James argues management pocketed taxpayer money while cutting staff, which led to severe and preventable neglect.

“Residents were left alone and on their own, often unaided and unsupervised, leading to dangerous falls and broken bones,” James said. “Residents lived in squalor, surrounded by neglected food trays, vermin, and the smell of human waste.”

The suit alleges management enriched themselves by taking money from the nursing homes. James said they did this by essentially paying themselves, and sometimes their family members, for services. She added that Rozenberg and Hagler bought more than $130 million in real estate and purchased shares in an airline while the homes struggled.

“Families and friends trusted their loved ones would be treated with dignity, respect, and afforded comfort and care,” James said. “They did not know that the owners were breaking the law and cutting and cutting staffing to pocket more money.”

Family members of residents at the nursing homes described horrific bed sores, seeing their loved ones covered in feces and urine, and watching as their family members deteriorated.

Marie Dunn’s father stayed at the Martine Center after he had a stroke.

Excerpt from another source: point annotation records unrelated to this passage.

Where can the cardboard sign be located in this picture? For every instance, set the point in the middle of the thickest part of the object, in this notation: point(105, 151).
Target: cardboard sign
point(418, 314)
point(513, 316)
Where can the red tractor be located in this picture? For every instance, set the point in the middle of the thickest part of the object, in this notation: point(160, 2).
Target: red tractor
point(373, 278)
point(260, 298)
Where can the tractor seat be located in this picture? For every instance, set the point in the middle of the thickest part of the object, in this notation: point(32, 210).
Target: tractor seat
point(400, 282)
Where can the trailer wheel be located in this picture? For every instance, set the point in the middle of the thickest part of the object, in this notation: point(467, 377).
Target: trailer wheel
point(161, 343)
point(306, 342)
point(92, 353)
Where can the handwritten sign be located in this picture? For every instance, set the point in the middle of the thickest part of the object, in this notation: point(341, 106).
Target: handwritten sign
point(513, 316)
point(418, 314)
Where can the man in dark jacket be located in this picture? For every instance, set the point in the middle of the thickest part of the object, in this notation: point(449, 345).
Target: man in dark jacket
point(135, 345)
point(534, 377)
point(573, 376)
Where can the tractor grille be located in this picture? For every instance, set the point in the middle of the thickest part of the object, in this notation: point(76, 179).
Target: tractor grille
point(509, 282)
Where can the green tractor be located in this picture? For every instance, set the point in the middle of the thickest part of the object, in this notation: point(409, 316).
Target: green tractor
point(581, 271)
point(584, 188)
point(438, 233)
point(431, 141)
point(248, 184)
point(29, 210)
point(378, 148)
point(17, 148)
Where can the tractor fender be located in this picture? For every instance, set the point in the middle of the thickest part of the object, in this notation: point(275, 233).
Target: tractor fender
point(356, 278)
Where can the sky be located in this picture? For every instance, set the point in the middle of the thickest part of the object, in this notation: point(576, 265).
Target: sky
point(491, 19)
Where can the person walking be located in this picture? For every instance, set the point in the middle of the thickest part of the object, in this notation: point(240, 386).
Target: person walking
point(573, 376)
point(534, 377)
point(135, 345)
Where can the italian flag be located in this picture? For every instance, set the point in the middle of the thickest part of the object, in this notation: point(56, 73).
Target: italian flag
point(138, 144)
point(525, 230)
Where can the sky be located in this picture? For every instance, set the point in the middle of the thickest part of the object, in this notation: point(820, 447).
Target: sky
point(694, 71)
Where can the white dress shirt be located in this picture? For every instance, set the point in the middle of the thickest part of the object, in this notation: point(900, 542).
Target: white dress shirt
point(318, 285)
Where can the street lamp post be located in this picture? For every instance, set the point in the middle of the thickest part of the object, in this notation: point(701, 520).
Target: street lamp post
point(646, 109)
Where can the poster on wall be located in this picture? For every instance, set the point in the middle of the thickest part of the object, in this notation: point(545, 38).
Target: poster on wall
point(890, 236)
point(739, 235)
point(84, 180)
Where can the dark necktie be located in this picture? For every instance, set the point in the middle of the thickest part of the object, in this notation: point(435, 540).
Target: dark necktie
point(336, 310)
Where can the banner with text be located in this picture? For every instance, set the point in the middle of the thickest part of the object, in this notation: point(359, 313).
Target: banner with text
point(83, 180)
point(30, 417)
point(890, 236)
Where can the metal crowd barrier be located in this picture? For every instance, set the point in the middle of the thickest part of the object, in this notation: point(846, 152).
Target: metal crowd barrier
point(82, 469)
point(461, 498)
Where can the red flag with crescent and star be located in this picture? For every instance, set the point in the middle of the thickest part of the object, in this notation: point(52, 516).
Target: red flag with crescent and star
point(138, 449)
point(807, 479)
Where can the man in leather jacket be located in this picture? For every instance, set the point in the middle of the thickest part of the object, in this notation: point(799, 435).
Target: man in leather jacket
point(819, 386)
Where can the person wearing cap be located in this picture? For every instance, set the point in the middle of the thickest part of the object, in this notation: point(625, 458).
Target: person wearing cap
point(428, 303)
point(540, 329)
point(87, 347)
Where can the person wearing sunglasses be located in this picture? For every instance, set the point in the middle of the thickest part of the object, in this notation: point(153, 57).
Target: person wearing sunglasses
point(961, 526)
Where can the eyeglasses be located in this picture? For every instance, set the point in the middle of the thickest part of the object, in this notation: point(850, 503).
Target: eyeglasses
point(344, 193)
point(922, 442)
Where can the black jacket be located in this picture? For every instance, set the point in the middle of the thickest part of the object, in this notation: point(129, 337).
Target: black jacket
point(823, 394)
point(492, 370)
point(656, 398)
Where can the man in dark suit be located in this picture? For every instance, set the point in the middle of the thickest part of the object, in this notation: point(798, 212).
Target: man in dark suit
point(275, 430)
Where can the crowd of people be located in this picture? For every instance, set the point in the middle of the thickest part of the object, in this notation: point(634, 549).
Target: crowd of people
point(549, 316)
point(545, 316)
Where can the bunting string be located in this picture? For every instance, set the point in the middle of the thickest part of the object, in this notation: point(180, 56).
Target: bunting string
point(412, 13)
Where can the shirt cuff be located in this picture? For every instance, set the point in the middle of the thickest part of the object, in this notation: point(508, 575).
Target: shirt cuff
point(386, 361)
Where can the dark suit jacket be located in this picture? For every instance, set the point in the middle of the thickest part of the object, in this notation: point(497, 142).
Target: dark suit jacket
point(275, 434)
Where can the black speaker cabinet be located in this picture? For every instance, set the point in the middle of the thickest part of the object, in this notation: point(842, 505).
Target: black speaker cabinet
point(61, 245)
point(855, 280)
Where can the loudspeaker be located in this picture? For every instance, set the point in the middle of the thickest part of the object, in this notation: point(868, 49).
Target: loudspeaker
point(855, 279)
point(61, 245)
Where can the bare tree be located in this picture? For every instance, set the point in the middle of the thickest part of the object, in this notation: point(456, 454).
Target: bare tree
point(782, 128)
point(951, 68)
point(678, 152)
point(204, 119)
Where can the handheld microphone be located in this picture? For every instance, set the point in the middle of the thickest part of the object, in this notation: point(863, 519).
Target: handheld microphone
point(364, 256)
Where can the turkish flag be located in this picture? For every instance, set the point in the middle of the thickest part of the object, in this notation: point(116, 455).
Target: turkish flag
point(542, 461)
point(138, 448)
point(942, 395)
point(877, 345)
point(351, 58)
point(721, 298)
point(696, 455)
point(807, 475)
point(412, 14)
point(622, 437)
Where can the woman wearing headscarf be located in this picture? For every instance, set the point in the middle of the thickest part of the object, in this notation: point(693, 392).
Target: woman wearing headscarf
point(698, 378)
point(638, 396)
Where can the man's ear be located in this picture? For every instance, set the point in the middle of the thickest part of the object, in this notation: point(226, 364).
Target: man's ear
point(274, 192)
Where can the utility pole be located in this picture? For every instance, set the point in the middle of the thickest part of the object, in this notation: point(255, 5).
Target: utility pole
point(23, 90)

She became increasingly concerned about her father after seeing signs of falls and neglect.

“When I got off that elevator on the sixth floor, and I proceeded to the room where my dad was, I smelled death upon walking into that space,” Dunn said. “My dad looked like a skeleton.”

Dunn said she and her brother called an ambulance, despite protests from staff. Her father was severely dehydrated and had developed sepsis. He died days later.

James is seeking an injunction requiring the nursing homes to obtain a financial monitor and a health care monitor to oversee operations. She is also asking the judge to prohibit the nursing homes from admitting new residents until they are properly staffed, and for management to return the $83 million to Medicaid.

Centers for Care currently has a consulting contract with Broome County’s nursing home, Willow Point. The county legislature voted last year to pay the company over $3 million in exchange for help with staffing and billing services.

Broome County’s Willow Point Nursing and Rehabilitation Center was not referenced at all in the lawsuit. But the consulting contract between the county and Centers for Care caused division among legislators last year. In the contract, if the county decides to sell Willow Point within the next six years, Centers for Care has the right of first refusal to buy the facility.